CMSU Supervisors and Technicians
Supervisor, Clinical Packaging/Labeling
Phone: (585) 758-0503
Ellen has been in the clinical trials industry for more than 25 years with experience at Pennwalt Pharmaceuticals, Fisons Pharmaceuticals and previously at the University of Rochester. For the last 11 years, she has served as the CMSU labeling supervisor, overseeing the production of all CMSU clinical labeling used to support drug and device packaging. Ellen has previously been a part of two clinical trial packaging start-up groups, in addition to coming in on the ground floor at the CMSU. Ellen was previously employed by The American Red Cross where she monitored hospital blood product inventory levels, ordering and shipping product when necessary.
Clinical Supply Operations Technician
Phone: (585) 758-0516
As a packaging technician for ten years, Arian has coordinated or participated in nearly every drug and device processing run in the CMSU’s history. Arian also has label production training and participates regularly in the facilitation of study drug receiving and distribution, as well as SOP writing. Arian came to the CMSU with experience as a photographer and a website developer, and has continued to utilize these skills to the benefit of the CMSU’s visual and digital presence.
Clinical Supply Quality Assurance Technician
Phone: (585) 758-0506
Patti has been with the CMSU for over 10 years, bringing 25 years of Quality and Audit experience from her positions at Coast to Coast Circuits and Applied Image Group Inc. Patti is responsible for the management of all documentation related to the CMSU Quality System. In addition, she is the primary quality inspector for clinical labeling, clinical material processing and incoming and outgoing CTM inspections. Patti’s experience in Optics manufacturing with an emphasis on ISO 9000 compliance, QMS and Internal Auditing, facilitated an easy transition to 21CFR Part 210 and 211 compliance (cGMP regulations).
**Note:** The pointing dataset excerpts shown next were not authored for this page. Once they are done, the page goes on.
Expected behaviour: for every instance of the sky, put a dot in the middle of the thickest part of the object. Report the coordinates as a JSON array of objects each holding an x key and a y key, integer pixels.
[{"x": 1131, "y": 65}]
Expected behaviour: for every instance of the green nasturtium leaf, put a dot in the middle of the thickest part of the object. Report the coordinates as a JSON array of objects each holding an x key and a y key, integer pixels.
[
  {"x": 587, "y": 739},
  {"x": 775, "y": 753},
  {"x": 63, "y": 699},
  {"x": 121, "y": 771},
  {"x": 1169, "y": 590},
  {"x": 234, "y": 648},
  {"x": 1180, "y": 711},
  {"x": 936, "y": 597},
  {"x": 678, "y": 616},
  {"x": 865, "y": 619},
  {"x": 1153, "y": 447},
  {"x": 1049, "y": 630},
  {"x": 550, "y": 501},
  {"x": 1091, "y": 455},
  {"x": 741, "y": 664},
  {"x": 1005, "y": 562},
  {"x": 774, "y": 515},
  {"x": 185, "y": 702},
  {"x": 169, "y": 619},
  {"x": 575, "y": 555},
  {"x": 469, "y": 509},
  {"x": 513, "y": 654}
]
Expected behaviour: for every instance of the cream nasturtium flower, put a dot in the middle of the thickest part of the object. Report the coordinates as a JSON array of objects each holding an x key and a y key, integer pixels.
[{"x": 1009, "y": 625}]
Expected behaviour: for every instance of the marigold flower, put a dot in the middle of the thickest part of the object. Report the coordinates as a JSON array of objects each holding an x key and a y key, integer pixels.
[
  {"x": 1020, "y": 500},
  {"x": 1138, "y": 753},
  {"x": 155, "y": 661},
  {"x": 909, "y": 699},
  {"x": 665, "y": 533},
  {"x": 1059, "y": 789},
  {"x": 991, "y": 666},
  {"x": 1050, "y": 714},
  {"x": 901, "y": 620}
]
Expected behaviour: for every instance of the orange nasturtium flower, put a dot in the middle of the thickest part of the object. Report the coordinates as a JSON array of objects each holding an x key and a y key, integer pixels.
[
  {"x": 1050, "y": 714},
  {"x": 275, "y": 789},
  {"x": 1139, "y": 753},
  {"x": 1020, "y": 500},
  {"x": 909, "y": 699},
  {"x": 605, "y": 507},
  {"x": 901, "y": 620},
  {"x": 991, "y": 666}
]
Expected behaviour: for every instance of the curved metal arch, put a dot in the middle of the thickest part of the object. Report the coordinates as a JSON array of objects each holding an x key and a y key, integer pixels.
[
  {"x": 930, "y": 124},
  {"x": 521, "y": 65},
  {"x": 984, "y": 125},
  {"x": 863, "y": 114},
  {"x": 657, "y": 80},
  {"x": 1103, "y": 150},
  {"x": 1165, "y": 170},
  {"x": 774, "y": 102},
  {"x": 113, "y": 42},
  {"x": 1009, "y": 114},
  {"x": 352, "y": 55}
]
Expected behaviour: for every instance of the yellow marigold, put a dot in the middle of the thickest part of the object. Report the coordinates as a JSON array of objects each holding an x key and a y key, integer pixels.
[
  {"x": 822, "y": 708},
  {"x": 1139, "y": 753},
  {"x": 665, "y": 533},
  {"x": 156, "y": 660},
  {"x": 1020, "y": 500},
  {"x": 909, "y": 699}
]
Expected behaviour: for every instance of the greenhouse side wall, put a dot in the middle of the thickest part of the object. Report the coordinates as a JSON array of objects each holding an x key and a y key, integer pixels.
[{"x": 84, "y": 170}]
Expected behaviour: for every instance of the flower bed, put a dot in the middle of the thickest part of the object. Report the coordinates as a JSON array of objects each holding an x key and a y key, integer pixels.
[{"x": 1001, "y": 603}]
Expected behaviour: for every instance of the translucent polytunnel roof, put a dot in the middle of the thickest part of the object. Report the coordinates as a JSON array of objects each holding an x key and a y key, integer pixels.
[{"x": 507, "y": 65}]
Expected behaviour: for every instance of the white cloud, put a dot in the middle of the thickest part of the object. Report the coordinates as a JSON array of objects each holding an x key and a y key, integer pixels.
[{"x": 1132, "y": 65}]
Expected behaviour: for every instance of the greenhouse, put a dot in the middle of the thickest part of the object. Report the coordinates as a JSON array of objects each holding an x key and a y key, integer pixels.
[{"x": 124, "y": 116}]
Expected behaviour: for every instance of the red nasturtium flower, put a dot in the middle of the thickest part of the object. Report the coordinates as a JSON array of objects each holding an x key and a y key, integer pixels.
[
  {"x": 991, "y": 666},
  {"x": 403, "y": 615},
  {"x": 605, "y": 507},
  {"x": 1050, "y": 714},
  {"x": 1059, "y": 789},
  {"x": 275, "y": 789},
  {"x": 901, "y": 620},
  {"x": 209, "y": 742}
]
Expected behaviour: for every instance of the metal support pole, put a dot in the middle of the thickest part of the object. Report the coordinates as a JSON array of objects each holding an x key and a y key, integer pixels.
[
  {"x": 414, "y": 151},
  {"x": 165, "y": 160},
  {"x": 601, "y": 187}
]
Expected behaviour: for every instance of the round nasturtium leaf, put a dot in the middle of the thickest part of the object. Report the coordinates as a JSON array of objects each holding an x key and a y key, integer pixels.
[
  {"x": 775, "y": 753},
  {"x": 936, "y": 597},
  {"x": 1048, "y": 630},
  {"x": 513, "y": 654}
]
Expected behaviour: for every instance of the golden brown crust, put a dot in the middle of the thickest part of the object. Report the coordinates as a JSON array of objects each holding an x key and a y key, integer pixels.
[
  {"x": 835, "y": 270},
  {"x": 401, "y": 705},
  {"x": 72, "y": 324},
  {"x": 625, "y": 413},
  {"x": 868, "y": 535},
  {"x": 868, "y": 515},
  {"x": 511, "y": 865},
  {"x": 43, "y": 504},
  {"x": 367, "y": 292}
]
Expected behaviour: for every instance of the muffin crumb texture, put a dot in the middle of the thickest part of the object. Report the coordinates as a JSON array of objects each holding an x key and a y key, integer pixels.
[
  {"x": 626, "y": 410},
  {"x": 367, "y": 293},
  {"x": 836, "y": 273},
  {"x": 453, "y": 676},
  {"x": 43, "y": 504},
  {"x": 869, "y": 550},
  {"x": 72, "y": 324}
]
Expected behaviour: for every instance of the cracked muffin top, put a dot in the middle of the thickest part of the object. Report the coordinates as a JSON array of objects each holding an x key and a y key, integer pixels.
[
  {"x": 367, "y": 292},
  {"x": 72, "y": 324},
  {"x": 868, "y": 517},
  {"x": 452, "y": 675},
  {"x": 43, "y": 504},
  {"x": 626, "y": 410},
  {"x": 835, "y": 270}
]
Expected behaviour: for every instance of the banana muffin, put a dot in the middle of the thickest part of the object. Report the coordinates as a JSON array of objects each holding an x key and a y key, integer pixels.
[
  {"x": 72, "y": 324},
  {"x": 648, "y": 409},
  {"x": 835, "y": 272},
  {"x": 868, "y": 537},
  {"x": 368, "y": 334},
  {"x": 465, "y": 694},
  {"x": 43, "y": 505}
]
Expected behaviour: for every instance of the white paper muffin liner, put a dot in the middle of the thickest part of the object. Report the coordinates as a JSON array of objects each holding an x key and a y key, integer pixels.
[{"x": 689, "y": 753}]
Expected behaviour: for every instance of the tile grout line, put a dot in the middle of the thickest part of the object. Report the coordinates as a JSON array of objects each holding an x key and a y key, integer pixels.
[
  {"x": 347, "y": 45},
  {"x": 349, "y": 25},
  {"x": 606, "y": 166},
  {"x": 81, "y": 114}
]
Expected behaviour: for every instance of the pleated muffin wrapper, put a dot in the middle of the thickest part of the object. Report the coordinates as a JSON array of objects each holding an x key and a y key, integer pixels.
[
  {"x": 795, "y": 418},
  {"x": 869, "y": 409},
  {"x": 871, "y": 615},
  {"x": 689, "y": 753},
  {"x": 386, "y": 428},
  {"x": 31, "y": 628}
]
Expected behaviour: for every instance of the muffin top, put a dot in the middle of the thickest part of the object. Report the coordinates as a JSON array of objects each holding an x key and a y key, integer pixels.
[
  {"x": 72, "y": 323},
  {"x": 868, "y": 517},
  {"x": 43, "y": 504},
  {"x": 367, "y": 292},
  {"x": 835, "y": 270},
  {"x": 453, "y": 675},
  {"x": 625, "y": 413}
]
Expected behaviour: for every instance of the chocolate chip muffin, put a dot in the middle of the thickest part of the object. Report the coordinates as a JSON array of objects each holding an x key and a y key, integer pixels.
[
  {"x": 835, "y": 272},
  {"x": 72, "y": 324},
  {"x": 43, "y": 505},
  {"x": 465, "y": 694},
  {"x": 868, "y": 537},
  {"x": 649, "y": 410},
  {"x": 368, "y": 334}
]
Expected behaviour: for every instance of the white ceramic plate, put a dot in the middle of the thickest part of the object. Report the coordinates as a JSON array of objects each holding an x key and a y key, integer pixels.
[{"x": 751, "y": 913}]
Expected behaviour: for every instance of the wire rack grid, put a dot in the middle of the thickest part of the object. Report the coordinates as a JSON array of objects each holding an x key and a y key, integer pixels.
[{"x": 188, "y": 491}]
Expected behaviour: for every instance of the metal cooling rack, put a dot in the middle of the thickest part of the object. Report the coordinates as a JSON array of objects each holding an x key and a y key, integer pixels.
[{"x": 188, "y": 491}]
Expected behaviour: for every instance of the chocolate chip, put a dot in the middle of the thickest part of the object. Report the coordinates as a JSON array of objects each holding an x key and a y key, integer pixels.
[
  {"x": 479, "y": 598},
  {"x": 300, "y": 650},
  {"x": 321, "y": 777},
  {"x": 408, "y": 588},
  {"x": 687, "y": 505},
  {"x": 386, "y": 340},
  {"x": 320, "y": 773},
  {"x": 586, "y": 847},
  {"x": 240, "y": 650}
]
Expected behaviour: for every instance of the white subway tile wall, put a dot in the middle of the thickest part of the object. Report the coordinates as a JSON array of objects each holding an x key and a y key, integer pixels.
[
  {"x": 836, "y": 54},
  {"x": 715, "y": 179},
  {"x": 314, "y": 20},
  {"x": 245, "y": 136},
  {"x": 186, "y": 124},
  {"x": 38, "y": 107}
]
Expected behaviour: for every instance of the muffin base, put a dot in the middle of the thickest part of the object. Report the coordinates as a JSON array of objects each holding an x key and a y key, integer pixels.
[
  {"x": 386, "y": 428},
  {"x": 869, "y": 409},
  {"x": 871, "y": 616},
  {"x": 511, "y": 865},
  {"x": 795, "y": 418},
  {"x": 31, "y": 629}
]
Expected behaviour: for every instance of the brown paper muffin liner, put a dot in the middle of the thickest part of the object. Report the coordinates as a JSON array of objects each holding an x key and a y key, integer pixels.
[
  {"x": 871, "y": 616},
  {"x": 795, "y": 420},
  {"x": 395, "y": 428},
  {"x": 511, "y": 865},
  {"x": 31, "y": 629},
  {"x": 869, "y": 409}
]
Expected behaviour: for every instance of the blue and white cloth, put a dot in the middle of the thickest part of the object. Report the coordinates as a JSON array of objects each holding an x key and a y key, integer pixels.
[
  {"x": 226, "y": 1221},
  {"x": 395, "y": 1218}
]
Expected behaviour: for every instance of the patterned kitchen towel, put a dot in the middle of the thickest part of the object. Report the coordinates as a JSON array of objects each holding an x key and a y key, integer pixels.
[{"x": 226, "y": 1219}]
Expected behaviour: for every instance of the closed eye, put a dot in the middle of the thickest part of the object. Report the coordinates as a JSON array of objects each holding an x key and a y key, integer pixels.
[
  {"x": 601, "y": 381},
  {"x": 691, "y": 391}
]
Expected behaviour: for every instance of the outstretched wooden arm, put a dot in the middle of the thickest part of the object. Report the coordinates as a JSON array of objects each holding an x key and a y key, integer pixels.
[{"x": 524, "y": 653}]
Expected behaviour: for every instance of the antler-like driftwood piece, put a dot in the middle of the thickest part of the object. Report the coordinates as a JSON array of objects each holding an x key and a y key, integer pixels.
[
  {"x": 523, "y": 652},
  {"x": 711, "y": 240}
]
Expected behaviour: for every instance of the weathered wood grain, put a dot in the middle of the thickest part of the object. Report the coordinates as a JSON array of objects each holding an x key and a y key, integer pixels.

Clinical Supply Operations Technician
Phone: (585) 758-0515
Mike has been in the clinical trials industry for more than 35 years, having worked in various cGMP positions during his tenure at Fisons Pharmaceuticals, Medeva Pharmaceuticals and UCB Pharmaceuticals. His knowledge and experience in Manufacturing, Packaging, Development, and Clinical Trials environments are invaluable and help to ensure cGMP compliance, operations safety and accurate inventory management. Mike has been involved in successful project outcomes in product launches in his days of drug development and in the numerous clinical trials he has been involved with at CMSU.
Clinical Supplies Operations Technician
Phone (585) 758-0502
Jessica joined the CMSU in 2017 and quickly became an integral part of the CMSU team. Her experience in audit and inventory control for a major jewelry retailer and her penchant for detail easily segued into the GMP regulated clinical trial supply environment. Jessica is proficient in many operations functions including distribution, packaging and communication with clinical sites.